This research compares psychiatric advance directive (PAD) policies across eleven international jurisdictions with standard advance directives (AD). The study finds PADs are typically more strictly regulated and have weaker legal force than medical AD, with greater barriers to use and more conditions allowing override of patient preferences.

Individual authors

Lead Authors:

  • Sophie Gloeckler - Institute for Biomedical Ethics and History of Medicine, University of Zürich, Switzerland
  • Matthé Scholten - Institute for Medical Ethics and History of Medicine, Ruhr University Bochum, Germany

Co-Authors:

  • Penelope Weller - Royal Melbourne Institute of Technology University, Australia
  • Alexander Ruck Keene - King's College London and 39 Essex Chambers, United Kingdom
  • Soumitra Pathare - Centre for Mental Health Law and Policy, Indian Law Society Law College, India
  • Ramya Pillutla - Centre for Mental Health Law and Policy, Indian Law Society Law College, India
  • Leticia Andorno - Institute for Biomedical Ethics and History of Medicine, University of Zürich, Switzerland

Senior Author:

  • Nikola Biller-Andorno (corresponding author) - Institute for Biomedical Ethics and History of Medicine, University of Zürich, Switzerland

Key insights

Key Insights

  1. Psychiatric directives face stricter regulation than medical advance directives globally

  2. Germany uniquely treats psychiatric and medical directives as legally equivalent

  3. Most jurisdictions allow overriding psychiatric preferences for emergency situations

  4. Northern Ireland and New South Wales lack legal psychiatric directive provisions

  5. Self-binding directives require stronger safeguards but enhance patient autonomy

  6. Capacity assessment requirements are often higher for psychiatric directives

  7. Treatment refusals in mental health face more restrictions than physical

  8. Policy differences may reflect unfair treatment of mental health patients

Did this resource draw on transformative evidence?

This document was not based on experiential expertise from service users.
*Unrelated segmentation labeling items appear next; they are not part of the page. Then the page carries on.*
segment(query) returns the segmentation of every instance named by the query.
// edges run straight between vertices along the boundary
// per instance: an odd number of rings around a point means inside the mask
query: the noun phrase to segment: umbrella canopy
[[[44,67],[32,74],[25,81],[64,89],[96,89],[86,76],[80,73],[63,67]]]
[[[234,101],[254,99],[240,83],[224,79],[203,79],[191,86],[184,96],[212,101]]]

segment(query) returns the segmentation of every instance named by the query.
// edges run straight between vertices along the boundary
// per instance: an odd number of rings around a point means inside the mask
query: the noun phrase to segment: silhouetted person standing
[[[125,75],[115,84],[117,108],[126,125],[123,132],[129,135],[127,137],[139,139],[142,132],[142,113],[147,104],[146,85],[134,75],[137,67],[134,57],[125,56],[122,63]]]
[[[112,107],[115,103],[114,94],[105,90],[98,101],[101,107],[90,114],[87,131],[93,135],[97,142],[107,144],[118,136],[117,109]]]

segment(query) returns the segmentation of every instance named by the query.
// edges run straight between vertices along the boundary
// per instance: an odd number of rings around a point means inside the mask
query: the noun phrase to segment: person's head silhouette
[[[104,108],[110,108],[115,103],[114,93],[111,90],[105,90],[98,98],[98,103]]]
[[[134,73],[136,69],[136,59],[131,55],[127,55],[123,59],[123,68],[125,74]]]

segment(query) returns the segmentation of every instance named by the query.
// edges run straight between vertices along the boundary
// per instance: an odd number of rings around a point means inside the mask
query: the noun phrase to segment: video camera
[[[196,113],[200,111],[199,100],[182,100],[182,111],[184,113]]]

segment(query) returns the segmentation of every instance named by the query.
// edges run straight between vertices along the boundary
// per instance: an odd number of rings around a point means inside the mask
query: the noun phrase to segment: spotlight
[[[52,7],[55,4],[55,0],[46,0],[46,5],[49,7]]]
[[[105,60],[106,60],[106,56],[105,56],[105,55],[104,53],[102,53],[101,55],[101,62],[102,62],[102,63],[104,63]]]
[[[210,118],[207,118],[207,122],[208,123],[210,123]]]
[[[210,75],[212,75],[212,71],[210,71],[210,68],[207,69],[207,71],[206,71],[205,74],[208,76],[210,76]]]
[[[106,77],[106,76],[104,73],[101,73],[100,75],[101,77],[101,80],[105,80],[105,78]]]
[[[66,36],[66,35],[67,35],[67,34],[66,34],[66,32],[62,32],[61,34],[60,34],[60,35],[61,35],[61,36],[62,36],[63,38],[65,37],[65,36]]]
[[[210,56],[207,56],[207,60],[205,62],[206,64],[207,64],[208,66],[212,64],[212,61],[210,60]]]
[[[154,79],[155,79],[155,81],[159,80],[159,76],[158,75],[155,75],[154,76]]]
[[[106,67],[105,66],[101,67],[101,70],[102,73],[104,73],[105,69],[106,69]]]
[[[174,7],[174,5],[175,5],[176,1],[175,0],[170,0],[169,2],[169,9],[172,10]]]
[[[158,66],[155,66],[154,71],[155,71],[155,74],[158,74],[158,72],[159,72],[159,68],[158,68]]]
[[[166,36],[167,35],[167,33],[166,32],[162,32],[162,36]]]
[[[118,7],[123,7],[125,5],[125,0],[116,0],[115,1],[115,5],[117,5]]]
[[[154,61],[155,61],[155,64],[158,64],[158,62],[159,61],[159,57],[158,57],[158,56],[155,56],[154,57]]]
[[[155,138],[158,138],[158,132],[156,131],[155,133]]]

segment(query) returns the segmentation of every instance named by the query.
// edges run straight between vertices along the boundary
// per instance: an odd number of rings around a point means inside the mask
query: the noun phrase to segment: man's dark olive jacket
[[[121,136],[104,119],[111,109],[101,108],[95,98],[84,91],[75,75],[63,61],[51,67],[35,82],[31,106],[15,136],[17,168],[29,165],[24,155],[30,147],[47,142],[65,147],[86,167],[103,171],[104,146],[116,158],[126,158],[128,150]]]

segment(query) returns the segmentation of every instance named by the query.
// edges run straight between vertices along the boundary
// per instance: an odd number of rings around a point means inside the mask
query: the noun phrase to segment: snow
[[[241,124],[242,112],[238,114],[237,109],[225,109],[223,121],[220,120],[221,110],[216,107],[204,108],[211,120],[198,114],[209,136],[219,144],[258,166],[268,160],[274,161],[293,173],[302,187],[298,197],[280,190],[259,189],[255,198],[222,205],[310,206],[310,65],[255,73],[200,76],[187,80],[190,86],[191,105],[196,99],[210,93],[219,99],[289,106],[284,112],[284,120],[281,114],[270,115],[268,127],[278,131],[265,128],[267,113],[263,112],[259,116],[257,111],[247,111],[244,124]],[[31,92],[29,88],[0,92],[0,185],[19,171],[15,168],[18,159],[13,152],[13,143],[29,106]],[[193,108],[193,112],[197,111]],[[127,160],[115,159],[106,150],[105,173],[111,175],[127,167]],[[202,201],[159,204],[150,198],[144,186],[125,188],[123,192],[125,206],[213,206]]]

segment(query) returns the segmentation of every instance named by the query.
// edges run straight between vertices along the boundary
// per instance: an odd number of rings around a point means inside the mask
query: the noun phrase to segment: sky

It was a legal and policy analysis conducted by academic experts in law, clinical practice, and ethics. While the authors reference some studies that included service user perspectives (noting users prefer binding PADs), the methodology involved expert legal review of statutes across eleven jurisdictions, not direct experiential input from people with lived experience of psychiatric advance directives.

This document incorporated limited practice wisdom. While the research team included experts with "clinical, and ethics backgrounds," the methodology was primarily a legal analysis of statutes rather than systematic collection of clinical practice insights. The authors acknowledge this gap, calling for future research to examine "How do PAD tend to play out in practice" and what connections exist between policy and real-world implementation.

This document was primarily based on research insights but limited in evaluation. The authors conducted a systematic comparative legal analysis across eleven jurisdictions and extensively cited existing research literature on PAD effectiveness, user preferences, and outcomes. However, they acknowledge significant evaluation gaps, explicitly calling for future research to "compare the various impacts of these PAD policy choices" and evaluate how different policies perform in practice.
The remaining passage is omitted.